Pooled tissues from each time point were homogenized by repeated passage through a 20-gauge needle, and genomic DNA was extracted using the QIAmp DNA Stool Mini Kit (Qiagen). To amplify bacterial 16S rDNA genes from genomic DNA, PCRs were prepared containing 0.05 unit/μl Taq DNA polymerase (Invitrogen), 1× PCR buffer minus MgCl₂ (Invitrogen), 3 mM MgCl₂, 200 µM each deoxynucleoside triphosphate, 100 ng/μl purified bovine serum albumin (New England Biolabs), 3 ng/μl DNA template, and 400 nM each bacterial 16S rDNA gene primer [forward: 5'-AGAGTTTGATYMTGGCTCAG-3' (Escherichia coli 16S rDNA positions 8 to 27; refs. 4 and 5); reverse: 5'-ACGGYTACCTTGTTACGACTT-3' (E. coli 16S rDNA positions 1492 to 1512)]. PCR conditions were as follows: 10 min at 94ºC, followed by 20 cycles of 60 sec at 94ºC, 60 sec at 52ºC, and 105 sec at 72ºC, with a post-amplification extension of 15 min at 72ºC. PCR products were fractionated by agarose gel electrophoresis, and 1.6-kb 16S rDNA amplicons were recovered (QIAquick Gel Extraction Kit; Qiagen) and cloned into pCR II TOPO (TOPO TA Cloning Dual Promoter Kit; Invitrogen). Plasmid inserts were sequenced in BigDye dye terminator reactions (Perkin Elmer).

Sequences shorter than 450 bp (Phred quality value ≥ Q20) were excluded. Potential chimeric sequences were identified by using the program Bellerophon (http://foo.maths.uq.edu.au/~huber/bellerophon.pl; ref. 6) and also excluded. The remaining sequences were compared to the Ribosomal Database Project II (RDP; http://rdp.cme.msu.edu; ref. 7) by using BLAST (8). Sequences displaying ≥98% identity with their closest relative in the RDP were considered to be from the same species (9, 10). All 16S rDNA sequences have been submitted to GenBank under accession numbers AY536921-AY538099. For detailed 16S rDNA homology information, see http://gordonlab.wustl.edu/.

GF, CONV, CONR, and monoassociated larvae were killed at various developmental stages, fixed in Bouin’s solution overnight at 4ºC, and imbedded in paraffin, and serial 5-µm-thick sections were cut perpendicular to the cephalocaudal axis. Sections from segments 1-3 were stained with hematoxylin and eosin to characterize cellular morphology and tissue architecture.

To quantify cellular proliferation, 5-dpf GF, CONR, and CONV zebrafish were immersed in a solution of 5-bromo-2'-deoxyuridine (BrdUrd; 160 µg/ml of filter-sterilized GZM) and 5-fluoro-2'-deoxyuridine (16 µg/ml of GZM) for 24 h before killing. Animals were fixed in Bouin’s solution, then imbedded in paraffin and sectioned as described above.

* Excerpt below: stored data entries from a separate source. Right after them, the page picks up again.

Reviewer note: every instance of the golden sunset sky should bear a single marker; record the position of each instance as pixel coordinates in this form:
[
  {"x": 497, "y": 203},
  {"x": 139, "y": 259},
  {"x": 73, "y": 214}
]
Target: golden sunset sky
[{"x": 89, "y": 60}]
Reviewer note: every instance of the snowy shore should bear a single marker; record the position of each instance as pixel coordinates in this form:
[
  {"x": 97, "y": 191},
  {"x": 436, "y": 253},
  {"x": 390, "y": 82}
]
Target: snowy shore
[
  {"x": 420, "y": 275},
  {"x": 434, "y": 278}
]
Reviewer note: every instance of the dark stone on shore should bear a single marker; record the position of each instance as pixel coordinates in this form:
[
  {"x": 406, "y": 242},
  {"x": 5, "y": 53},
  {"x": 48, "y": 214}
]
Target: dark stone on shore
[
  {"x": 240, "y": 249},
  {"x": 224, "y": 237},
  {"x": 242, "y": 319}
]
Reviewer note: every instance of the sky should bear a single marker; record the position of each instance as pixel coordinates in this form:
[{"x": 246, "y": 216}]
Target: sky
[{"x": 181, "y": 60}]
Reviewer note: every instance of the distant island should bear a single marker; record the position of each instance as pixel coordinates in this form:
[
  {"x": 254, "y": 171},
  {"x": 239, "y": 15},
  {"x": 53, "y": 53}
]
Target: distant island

Sections were deparaffinized and stained with goat anti-BrdUrd [final dilution = 1:400 in blocking buffer (PBS/1% BSA/0.3% Triton X-100) (11)], Alexa Fluor 594-conjugated donkey anti-goat Ig (1:400, Molecular Probes), and bisbenzimide (100 ng/ml of PBS; Sigma).

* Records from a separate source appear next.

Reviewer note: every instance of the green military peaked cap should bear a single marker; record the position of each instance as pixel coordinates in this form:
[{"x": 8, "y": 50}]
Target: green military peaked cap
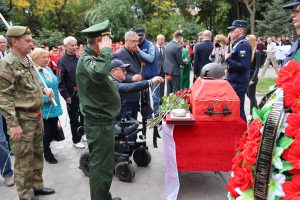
[
  {"x": 98, "y": 30},
  {"x": 15, "y": 31}
]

To quantify cell death, 6-dpf animals were killed, fixed overnight at 4° C in 3.7% formaldehyde (prepared in PBS), and then imbedded in paraffin. Sections were prepared as above, deparaffinized, and stained (TUNEL In Situ Cell Death Detection Kit; Roche). The number of BrdUrd- or TUNEL-positive nuclei was divided by the total number of nuclei in a given section. Using bright-field microscopy as a guide, cells in the intestinal epithelium were scored separately from cells in the underlying mesenchyme and muscle layers (n = 19-31 sections per animal for BrdUrd experiments; 11-23 sections per animal for the TUNEL experiment; ≥6 animals per treatment group; all treatments performed on at least two separate occasions). Tests for significance were carried out with unpaired Student’s t tests.

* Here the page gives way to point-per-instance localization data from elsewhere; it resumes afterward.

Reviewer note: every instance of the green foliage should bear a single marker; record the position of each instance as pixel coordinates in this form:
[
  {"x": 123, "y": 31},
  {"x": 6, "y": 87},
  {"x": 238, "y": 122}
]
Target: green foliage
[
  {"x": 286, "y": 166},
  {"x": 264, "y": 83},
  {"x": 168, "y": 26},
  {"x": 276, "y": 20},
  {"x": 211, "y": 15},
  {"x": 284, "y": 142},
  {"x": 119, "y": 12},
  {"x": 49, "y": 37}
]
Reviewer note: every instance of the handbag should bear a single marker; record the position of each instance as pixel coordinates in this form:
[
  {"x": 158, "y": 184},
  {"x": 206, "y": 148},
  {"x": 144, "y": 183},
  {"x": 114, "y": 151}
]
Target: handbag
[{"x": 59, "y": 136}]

Animals were killed at 6 dpf, fixed in 2.5% glutaraldehyde in 0.1 M PBS, pH 7.4 (1 h at 25ºC), followed by 1% osmium tetroxide in 0.1 M PBS, pH 7.4 (1 h at 25ºC) and 1% uranyl acetate (1 h at 25ºC). Zebrafish were then dehydrated in ethanol and propylene oxide and embedded in resin (EMbed, Electron Microscopy Sciences). Seventy-five nanometer-thick sections were prepared and viewed with a JEOL Model 100C electron microscope.